Profits are being promised for the year just started by Japan's beleaguered banking sector, after many of the country's biggest financial institutions reported a second year of losses.
One bank - the only one owned by foreigners - has even managed to show a solid profit, albeit a smaller one than last year.
But a closer look at the numbers shows that the core assets underpinning the banks' finances are dangerously shaky in some cases, analysts say.
The worry is that the lower capital reserves will prevent them from pushing through the clean-up of the trillions of yen in bad loans which is hobbling the financial system.
They are also struggling to survive huge losses on their shareholdings in other companies.
Concerns have been heightened by the government's decision last week to bail out Resona, the country's fifth biggest bank.
In the red
The largest of Japan's "megabanks", Mizuho, brought in the worst loss in Japanese corporate history, amounting to 2.38 trillion yen ($20.3bn; £12.4bn) - although it promised to return to the black in 2003/04.
The smallest of the four, UFJ, was also bullish in its forecasts for next year as it reported losses halved from last year to 608bn yen ($5.2bn; £3.2bn).

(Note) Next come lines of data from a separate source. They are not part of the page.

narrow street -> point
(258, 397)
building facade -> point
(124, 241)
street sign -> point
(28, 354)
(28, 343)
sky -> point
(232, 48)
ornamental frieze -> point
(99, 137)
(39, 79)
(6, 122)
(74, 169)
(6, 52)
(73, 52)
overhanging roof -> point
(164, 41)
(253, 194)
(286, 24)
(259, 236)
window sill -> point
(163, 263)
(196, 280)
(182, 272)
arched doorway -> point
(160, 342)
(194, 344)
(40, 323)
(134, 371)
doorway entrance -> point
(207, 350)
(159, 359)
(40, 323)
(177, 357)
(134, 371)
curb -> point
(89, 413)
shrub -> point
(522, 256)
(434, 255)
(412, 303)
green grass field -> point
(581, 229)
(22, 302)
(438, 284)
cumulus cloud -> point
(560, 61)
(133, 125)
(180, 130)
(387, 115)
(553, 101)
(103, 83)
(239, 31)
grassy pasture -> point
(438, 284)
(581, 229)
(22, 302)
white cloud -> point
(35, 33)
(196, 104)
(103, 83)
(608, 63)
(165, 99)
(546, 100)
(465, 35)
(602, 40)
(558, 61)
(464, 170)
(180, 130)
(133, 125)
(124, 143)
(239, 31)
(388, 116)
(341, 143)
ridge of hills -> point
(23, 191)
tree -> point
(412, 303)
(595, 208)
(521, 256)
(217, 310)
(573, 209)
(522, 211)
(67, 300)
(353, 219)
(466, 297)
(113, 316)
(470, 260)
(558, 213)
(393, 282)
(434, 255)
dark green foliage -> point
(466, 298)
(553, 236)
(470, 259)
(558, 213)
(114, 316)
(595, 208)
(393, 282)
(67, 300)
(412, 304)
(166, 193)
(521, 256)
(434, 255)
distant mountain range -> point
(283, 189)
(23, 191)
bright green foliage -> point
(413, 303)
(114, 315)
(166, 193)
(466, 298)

Resona announced its 838bn yen loss was narrower than last year - but was still three times what the bank had earlier predicted.
Mitsui Trust, the seventh biggest bank, saw its losses widen, while Sumitomo Mitsui Financial Group (SMFG), which fills the number two spot, saw its losses stay almost unchanged at 465bn yen.
But Shinsei, which used to be the government-controlled Long-Term Credit Bank before being sold to a US consortium last year, turned in a 53bn yen profit, although US bond losses meant the gains were lower than last year.
Tax breaks as assets
The real picture, though, can be found in the statistics relating to the banks' huge losses on shareholdings and their massive book of debts gone bad, analysts say.
In some cases, such as UFJ, the amount having to be spent on the delinquent debts of large corporations has shrunk in the past year.
But UFJ also acknowledges that 59% of its core capital consists of so-called deferred tax assets (DTAs), which are tax credits expected to arrive once borrowers with bad loans go bankrupt.
But they can only be triggered if the bank has taxable profits, and in any case critics say that many of the borrowers are only kept afloat by the banks themselves, so as to avoid admitting the full extent of their bad debt problems.